I am looking for a specific hashcode that has the following properties. I dont know of any such hashcodes and I dont know if it is possible to do such a thing. Just wanted to put it out there and see what people say.
I have two databases (loosely used term - dont think of SQL or anything of that sort), one master and one backup. There is a need to keep the two databases in sync and to detect when the databases are not in sync. Instead of verifying every data in there, it would be preferable to keep some hashcode that can be verified. But the two databases dont necessarily share every modifications. Since changes from master to backup are batched, it is possible that certain modifications from the master to backup are collapsed.
ie: lets say current state of database has elements A->X, B->Y and C->Z. Now B gets modified such that B->Y1 and then later B->Y2. The only change that will get sent from master to backup is B->Y2. The intermediate B->Y1 is skipped.
Now instead of looping over every element in each database to verify that they match, we would prefer to keep a running hash code of the elements in both the locations and then just compare that.
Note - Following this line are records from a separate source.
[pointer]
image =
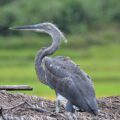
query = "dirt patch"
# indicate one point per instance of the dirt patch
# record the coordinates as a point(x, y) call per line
point(24, 107)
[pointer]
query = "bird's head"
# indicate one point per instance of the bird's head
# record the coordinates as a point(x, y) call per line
point(46, 27)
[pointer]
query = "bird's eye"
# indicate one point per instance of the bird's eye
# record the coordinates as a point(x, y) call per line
point(49, 27)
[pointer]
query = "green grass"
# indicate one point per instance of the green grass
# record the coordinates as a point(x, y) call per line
point(100, 61)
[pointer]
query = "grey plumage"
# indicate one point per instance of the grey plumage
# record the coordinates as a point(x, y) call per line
point(62, 74)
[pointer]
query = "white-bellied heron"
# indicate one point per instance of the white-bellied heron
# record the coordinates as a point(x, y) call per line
point(62, 74)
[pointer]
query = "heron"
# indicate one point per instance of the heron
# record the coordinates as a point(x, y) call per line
point(61, 73)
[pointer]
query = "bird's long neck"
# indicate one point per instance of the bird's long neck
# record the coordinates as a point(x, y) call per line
point(45, 52)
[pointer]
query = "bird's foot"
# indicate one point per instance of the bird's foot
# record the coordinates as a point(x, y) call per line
point(70, 116)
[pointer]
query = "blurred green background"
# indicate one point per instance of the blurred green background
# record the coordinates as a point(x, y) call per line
point(92, 28)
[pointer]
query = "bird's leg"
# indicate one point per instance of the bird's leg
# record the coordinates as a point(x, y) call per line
point(70, 111)
point(58, 103)
point(60, 100)
point(69, 107)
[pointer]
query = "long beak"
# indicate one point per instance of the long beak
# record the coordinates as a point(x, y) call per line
point(27, 27)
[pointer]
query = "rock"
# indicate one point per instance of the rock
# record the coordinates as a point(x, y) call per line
point(25, 107)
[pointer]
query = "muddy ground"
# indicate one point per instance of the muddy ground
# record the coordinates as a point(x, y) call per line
point(24, 107)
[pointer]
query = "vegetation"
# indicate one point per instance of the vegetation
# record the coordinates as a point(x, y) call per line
point(71, 16)
point(99, 58)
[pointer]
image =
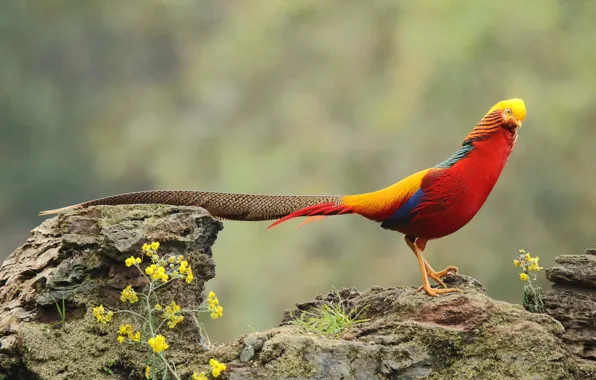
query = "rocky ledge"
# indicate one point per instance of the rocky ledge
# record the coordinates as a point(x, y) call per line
point(77, 257)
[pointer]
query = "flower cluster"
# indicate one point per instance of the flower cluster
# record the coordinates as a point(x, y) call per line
point(160, 271)
point(527, 263)
point(172, 314)
point(532, 297)
point(133, 261)
point(158, 343)
point(185, 269)
point(126, 331)
point(214, 306)
point(129, 294)
point(216, 369)
point(102, 315)
point(157, 272)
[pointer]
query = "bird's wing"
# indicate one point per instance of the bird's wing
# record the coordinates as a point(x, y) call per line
point(393, 202)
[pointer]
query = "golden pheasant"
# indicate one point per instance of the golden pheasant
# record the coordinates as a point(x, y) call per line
point(429, 204)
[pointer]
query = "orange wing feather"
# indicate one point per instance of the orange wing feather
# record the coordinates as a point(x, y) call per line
point(381, 204)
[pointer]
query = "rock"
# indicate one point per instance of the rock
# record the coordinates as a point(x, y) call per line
point(78, 258)
point(403, 334)
point(572, 301)
point(409, 335)
point(575, 270)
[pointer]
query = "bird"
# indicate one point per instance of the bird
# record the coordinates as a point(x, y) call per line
point(427, 205)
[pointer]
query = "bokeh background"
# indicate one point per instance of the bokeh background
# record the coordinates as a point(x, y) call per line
point(298, 97)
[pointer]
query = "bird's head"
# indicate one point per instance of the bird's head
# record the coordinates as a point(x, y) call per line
point(512, 111)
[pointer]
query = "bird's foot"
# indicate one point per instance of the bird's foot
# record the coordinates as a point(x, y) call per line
point(435, 292)
point(437, 275)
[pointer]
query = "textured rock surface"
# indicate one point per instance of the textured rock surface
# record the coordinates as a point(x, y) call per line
point(411, 336)
point(572, 301)
point(79, 257)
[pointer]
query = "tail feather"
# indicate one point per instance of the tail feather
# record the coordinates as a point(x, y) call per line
point(59, 210)
point(230, 206)
point(315, 212)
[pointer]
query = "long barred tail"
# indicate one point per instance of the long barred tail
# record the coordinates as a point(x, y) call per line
point(243, 207)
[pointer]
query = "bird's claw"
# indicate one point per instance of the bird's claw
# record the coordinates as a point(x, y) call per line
point(435, 292)
point(437, 275)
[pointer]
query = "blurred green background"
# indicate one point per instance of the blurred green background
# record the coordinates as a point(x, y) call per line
point(299, 97)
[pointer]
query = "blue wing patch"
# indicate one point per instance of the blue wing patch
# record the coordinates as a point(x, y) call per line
point(462, 152)
point(402, 215)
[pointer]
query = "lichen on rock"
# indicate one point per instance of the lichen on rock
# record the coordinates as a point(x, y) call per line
point(404, 334)
point(79, 257)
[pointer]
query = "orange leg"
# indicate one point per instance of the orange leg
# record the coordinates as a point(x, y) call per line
point(426, 271)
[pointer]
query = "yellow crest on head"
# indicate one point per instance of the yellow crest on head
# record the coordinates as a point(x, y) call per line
point(517, 107)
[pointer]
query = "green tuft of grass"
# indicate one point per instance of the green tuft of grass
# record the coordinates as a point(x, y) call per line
point(329, 318)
The hashcode would have to compute something like:
assuming previous hashcode of hm0:
hashcode hm1 = f(hm0, A->X, B->Y, C->Z)
When B changes now:
hashcode hm2 = f(hm1, B->Y1)
and then
hashcode hm3 = f(hm2, B->Y2)
So master will have hashcode of h3. Now backup will not receive the modification B->Y2, so if it computes a running hash code, it will be like this:
hashcode hb1 = f(hb0, A->X, B->Y, C->Z)
hashcode hb2 = f(hb1, B->Y2)
Now we want hb2 and hm3 to match, as the current state of the databases are the same. But most (if not all) hashcodes dont work this way.
So what we would want then is that we would want to "remove" the contribution of B->Y from the hash first and then 'add' the contribution of B->Y1 and then remove contribution of B->Y1 and add the contribution of B->Y2 into the hash code. So we want something like this:
Two functions, f, g: f modifies existing hashcode by adding contribution of a new element, while g modifies existing hashcode by removing contribution of an element.
On master:
hm1 = f(hm0, A->X, B->Y, C->Z)
when B gets modified to B->Y1:
hm2 = g(hm1, B->Y)
hm3 = f(hm2, B->Y1)
when B get modified to B->Y2:
hm4 = g(hm3, B->Y1)
hm5 = f(hm4, B->Y2)
hm5 is the new hashcode for the current state of the database (A->X, B->Y2, C->Z)
On backup:
hb1 = f(hb0, A->X, B->Y, C->Z)
when B gets modified to B->Y2:
hb2 = g(hb1, B->Y)
hb3 = f(hb2, B->Y2)
Now hm5 and hb3 should match, as the current state of both databases is the same.
So: are there such algorithms f and g? I hope I made the question clear.... Thanks.